Contributions to traditional IRA and 401(k) accounts are made with pretax dollars, so they can offer a significant reduction to a worker's annual income tax burden. The contributions to many retirement savings accounts are capped to ensure that those who can afford to defer large amounts of their compensation do not take advantage of this tax benefit.
401(k) Contribution Limits
In 2017, the maximum employee contribution to a 401(k) plan, either traditional or Roth, is $18,000. Also, employers can contribute through either non-elective deferrals or contribution matching. However, the total contribution from all sources must not exceed the lesser of the employee's compensation or $54,000 for 2017.
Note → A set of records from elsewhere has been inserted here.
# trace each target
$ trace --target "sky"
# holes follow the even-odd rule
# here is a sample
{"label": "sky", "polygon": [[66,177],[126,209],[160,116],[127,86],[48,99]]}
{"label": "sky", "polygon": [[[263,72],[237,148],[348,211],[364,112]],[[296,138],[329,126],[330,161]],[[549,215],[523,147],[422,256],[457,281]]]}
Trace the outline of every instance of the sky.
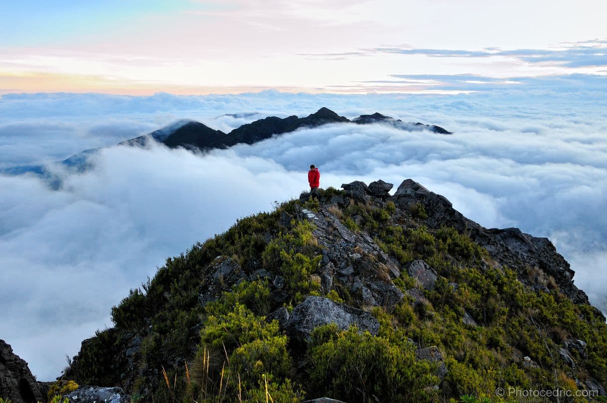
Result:
{"label": "sky", "polygon": [[[169,257],[305,189],[412,178],[555,243],[607,312],[607,2],[0,0],[0,338],[54,379]],[[437,124],[302,129],[204,155],[110,147],[322,106]],[[238,116],[226,114],[246,113]],[[107,147],[86,172],[55,163]]]}
{"label": "sky", "polygon": [[602,0],[25,0],[0,15],[5,93],[450,93],[607,74]]}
To encourage those nearing the end of their working years to contribute more, the IRS also allows additional catch-up contributions for employees over the age of 50. In 2017, the catch-up contribution is $6,000, for those over 50.
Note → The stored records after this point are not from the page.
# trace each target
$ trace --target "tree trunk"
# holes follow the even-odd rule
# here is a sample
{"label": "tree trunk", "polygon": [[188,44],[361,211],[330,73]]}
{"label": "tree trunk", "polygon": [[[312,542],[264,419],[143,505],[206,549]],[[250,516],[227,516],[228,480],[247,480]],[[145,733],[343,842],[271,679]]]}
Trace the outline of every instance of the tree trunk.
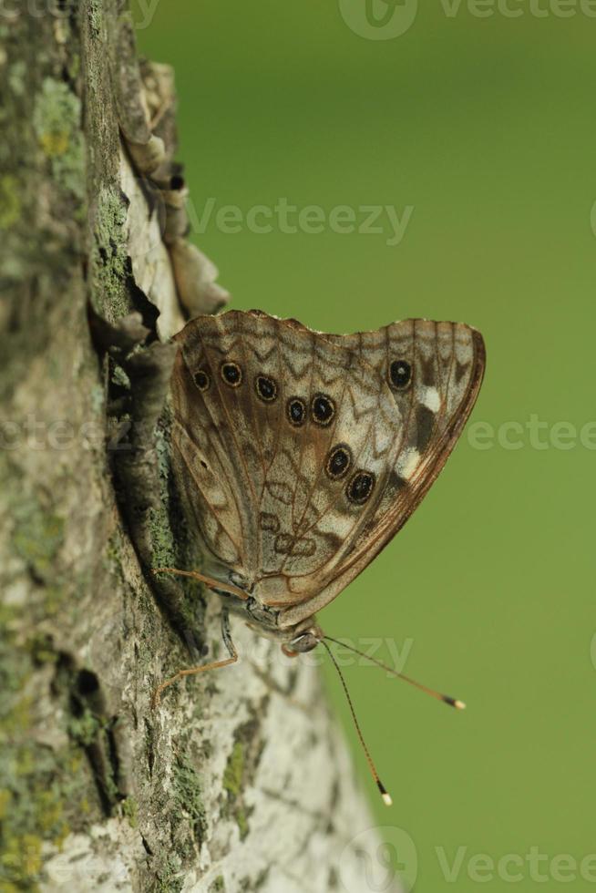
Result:
{"label": "tree trunk", "polygon": [[156,331],[226,299],[184,240],[171,72],[139,70],[117,0],[15,0],[0,75],[0,890],[365,891],[373,823],[312,660],[236,622],[241,664],[151,708],[220,638],[149,573],[182,546],[134,364],[163,384]]}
A 401(k) is a qualified retirement plan offered through an employer. The IRS imposes certain limitations on the contributions of highly compensated employees, called non-discrimination testing, to encourage equal participation across all compensation levels.
For the 401(k) plan to retain its qualified status, contributions made by employees who earn large salaries – more than $120,000 must not exceed a certain percentage of the average contribution made by non-highly paid employees. This prompts higher-level employees, such as executives and management, to encourage plan participation among the rank and file. As the average regular employee contribution increases, the amount that more highly compensated employees are allowed to contribute increases, up to the annual maximum.
IRA Contribution Limits
For the 2017 fiscal year, IRA participants are limited to a maximum contribution of $5,500, or 100% of their compensation, whichever is lesser. Those over 50 can make catch-up contributions of up to $1,000 annually.
Like 401(k) plans, the contribution limits for IRAs apply to all accounts held by the same person. If you have both a traditional IRA and a Roth IRA, the total of all your contributions to both accounts cannot exceed $5,500, or $6,500 if you are over 50.
Leveling the Playing Field
IRAs are not qualified retirement plans because they are not offered through an employer. There is no provision for the type of non-discrimination testing that applies to 401(k) contributions.
However, IRAs were developed to encourage the average worker to save for retirement and not as another tax shelter for the rich. To prevent unfair benefit to the wealthy, the amount of your contribution to a traditional IRA that is tax-deductible may be reduced if you or your spouse is covered by an employer-sponsored plan, or if your combined income is above a certain amount.
In addition, Roth IRAs are only available to those who meet certain income requirements. In 2017, the contribution limits for single persons who earn more than $118,000, and married couples filing jointly who earn more than $186,000, are reduced. Individuals who earn more than $133,000 and couples who earn more than $196,000 are not eligible to contribute to Roth IRAs.